El día de hoy, 4 de septiembre, a un mes exacto de la tragedia, las cifras oficiales son aterradoras. En un santiamén, la explosión acabó con la vida de más de al menos 190 personas —el número puede aumentar puesto que todavía hay reportes de desaparecidos—, al tiempo que dejó un total de 6 mil 500 heridos y a poco más de 300 mil libaneses sin hogar. A la semana de la explosión, el primer ministro Hassan Diab anunció la dimisión de su gobierno, arremetiendo contra la «corrupción» que llevó a ese «terremoto que golpeó al país». Tres semanas después, Mustapha Adib tomó su lugar para hacer frente a la tragedia.

Su gobierno calcula pérdidas económicas por hasta 15 mil millones de dólares, pero lo que más preocupa son las consecuencias directas de la destrucción del puerto, ya que esto podría devenir en una emergencia alimentaria debido a que, según una estimación de S&P Global, alrededor del 60 por ciento de las importaciones de Líbano entraban por ese embarcadero.

Solo en el caso del silo —ese almacén de granos que remite a épocas faraónicas—, cuya capacidad era de 120 mil toneladas y que quedó completamente destruido, acentuará la escasez de trigo en el país, que de por sí ya atravesaba por una profunda crisis económica. De acuerdo con el Blominvest Bank, la actividad en los contenedores de cereales había disminuido un 45 por ciento en el primer semestre de 2020 respecto al año pasado, y en nada ayudó el alza de los precios a causa de la devaluación de la libra libanesa. Luego de la explosión, y como suele ocurrir en este tipo de tragedias, el miedo invadió a las personas que, por temor a una eventual escasez, corrieron a las panaderías en el barrio comercial de Hamra donde compraron varias hogazas en lugar de sólo una.

El sector salud es otro de los temas alarmantes. Si ya de por sí, en medio de la pandemia por el coronavirus, los hospitales estaban a su máxima capacidad, la explosión vino a agravar más las cosas, dejando una red sanitaria completamente saturada. Christian Lindmeier, portavoz de la Organización Mundial de la Salud (OMS), informó que el estallido interrumpió la total actividad de tres hospitales de Beirut y redujo parcialmente la de otros dos, disminuyendo la capacidad hospitalaria total de la ciudad a 500 camas. Además, causó daños en 120 centros escolares de la zona y destruyó destruyó 17 contenedores con ayuda médica enviada para responder a la pandemia de COVID-19, que contenían trajes de protección y otros materiales básicos.

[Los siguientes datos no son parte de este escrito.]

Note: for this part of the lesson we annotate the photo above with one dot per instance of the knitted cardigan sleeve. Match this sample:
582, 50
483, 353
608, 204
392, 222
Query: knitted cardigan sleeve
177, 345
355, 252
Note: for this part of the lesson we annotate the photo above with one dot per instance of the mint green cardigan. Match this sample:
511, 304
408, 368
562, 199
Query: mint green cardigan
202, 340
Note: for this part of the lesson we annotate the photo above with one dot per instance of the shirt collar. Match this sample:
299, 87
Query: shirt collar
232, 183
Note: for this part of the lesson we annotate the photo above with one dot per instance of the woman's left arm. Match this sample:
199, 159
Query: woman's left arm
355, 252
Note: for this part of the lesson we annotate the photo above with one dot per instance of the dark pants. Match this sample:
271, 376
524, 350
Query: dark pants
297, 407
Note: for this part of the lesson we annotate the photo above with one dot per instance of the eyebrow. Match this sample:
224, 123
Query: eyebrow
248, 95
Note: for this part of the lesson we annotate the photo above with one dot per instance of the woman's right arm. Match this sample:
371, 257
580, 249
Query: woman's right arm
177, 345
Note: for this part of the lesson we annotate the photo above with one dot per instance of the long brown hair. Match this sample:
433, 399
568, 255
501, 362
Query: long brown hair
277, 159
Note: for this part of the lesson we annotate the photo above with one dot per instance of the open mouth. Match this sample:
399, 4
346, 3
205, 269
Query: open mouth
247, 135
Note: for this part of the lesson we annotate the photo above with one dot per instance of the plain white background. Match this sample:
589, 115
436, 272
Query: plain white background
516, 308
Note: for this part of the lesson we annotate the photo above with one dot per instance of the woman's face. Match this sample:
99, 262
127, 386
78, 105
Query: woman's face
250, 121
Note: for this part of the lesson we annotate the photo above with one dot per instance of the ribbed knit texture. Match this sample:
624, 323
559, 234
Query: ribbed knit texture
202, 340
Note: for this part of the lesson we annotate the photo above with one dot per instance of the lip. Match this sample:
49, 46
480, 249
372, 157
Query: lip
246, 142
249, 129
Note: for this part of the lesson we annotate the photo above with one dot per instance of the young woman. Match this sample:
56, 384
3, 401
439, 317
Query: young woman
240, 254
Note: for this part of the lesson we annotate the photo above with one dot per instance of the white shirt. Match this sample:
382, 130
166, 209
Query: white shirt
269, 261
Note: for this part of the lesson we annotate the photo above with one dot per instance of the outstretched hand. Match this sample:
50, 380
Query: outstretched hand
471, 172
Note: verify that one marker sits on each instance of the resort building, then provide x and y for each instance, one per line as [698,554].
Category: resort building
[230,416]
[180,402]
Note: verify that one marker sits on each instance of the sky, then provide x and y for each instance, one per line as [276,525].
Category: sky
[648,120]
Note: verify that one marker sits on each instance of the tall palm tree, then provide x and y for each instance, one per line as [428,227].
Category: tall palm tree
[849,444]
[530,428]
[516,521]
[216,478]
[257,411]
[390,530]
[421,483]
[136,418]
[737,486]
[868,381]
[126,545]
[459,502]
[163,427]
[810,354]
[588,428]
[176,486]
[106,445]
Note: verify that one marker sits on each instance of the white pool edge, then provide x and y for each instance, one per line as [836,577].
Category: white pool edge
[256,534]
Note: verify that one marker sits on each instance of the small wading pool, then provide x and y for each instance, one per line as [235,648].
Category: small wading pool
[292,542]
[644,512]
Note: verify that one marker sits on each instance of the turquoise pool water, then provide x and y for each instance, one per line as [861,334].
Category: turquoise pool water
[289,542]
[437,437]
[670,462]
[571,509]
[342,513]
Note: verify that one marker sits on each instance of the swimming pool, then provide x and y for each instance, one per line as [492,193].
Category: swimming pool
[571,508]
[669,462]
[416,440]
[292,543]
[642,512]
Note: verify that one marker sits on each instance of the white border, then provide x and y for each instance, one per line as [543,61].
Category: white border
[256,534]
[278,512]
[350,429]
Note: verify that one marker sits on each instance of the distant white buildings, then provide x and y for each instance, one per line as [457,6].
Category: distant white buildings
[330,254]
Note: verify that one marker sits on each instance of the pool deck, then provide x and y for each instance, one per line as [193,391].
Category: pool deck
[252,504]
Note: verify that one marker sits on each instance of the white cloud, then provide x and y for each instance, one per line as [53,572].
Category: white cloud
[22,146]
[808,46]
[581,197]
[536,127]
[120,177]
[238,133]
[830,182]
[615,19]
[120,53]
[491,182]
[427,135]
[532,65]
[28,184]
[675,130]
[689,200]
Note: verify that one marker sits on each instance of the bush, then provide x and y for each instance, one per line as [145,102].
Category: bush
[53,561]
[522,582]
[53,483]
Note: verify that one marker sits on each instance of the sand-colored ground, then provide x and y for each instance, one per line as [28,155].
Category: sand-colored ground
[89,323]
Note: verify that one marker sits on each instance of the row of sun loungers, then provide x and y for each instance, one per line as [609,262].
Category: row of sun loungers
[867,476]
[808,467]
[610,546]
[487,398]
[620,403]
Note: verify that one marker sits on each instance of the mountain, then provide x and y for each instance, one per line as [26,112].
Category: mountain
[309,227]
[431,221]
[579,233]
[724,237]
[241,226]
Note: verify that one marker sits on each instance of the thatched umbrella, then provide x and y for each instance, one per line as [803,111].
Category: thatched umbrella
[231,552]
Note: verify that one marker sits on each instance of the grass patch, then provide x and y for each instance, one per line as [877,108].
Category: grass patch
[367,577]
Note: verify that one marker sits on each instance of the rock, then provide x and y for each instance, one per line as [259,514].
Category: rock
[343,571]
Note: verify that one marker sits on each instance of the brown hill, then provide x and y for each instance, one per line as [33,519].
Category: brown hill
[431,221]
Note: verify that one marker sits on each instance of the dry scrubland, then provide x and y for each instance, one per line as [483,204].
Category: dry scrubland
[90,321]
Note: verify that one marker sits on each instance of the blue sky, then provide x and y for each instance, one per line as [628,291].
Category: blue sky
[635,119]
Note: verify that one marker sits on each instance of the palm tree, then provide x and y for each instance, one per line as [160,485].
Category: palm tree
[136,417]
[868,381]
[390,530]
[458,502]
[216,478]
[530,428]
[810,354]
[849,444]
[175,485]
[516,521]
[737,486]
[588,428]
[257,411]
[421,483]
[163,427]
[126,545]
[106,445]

Al día de hoy, las autoridades libanesas acusadas de corrupción e incompetencia no han dado razones de por qué motivo había tal cantidad de nitrato de amonio almacenada, luego de que salieran a la luz pruebas de que hubo avisos sobre esta situación, mismos que fueron indolentemente ignorados. El presidente libanés Michel Aoun, cada vez más criticado por sus compatriotas, se opone tajantemente a una investigación internacional, lo que invita a pensar que la verdad no será revelada del todo, manejando la información a su conveniencia. La renuncia de altos funcionarios no es suficiente. Lo que los libaneses exigen es que se rindan cuentas. Que un tribunal internacional explique la cadena de errores, omisiones y negligencias que provocó que casi 200 personas perdieran la vida, destruyendo casas y comercios y sumiendo al país —un país cuya mitad de su población se encuentra por debajo del umbral de pobreza— en la crisis más grave de su historia.